APARM(1) > 0 is even more complicated and may require very large
amounts of dynamic memory. All data for APARM(1) times are read into
memory. Then the rms for each baseline, IF, and Stokes is determined
by a robust average over all spectral channels and times in the
buffer. These rmses are turned into antenna-based weights for the
central time in the buffer and stored in the WT file. Then the first
record in the buffer is discarded and replaced with the next time and
the process is repeated. APARM(1) must be odd so that the midpooint
of the buffer is well determined. Note that the first (APARM(1)+1)/2
times and the last (APARM(1)+1)/2 times in a scan will have the same
value so that the number of times entering in each weight will be
constant.
For example, let APARM(1)=+9. The first 9 times are read into memory
and the rmses and antenna-based weights are found and stored in the WT
table. These are written to the WT table for times 1 through 5. Then
time 1 is discarded and time 10 read. The process repeats and the
time and weights for time 6 are written in the WT table. Then time 2
is deleted and time 11 read and so forth. When the end of the scan is
reached, the rolling buffer is cleared out much like at the start and
a new scan is processed. Scan boundaries are found when the source
name changes or when APARM(2) seconds have passed from the first time
currently in the rolling buffer.
The WT table so written can then be smoothed, clipped, flagged etc
and the data are re-read and weighted as above.

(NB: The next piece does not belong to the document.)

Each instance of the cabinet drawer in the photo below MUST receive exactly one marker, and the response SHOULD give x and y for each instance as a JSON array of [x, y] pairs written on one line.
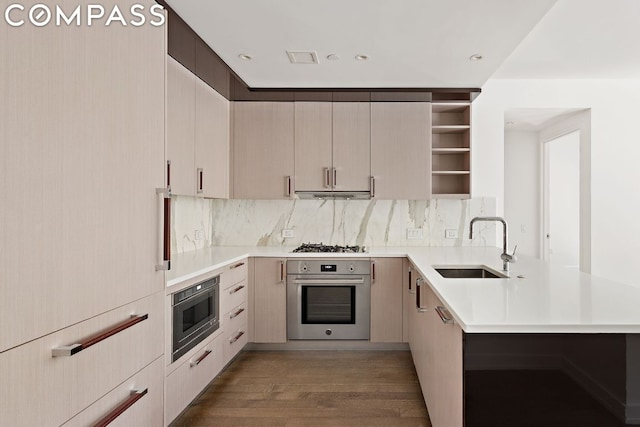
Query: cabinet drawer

There are quite a large number of "knobs" that can be changed in this
task to give different results. Task ANBPL may be a good way to check
the results you obtain. One experienced user recommends the following:
APARM = 31 0 300 0 0 0 1.E-7 1000
which uses a 31-sample buffer to obtain robust rmses, does not limit
averaging time (usually scan boundaries will be the limit), smooths
the rmses over a significant time to dampen out excessive variation
using a default Gaussian function, and flags data with excessively
small and large weights.
BPARM(1) = 20,0
requires a useful number of samples before an rms is computed.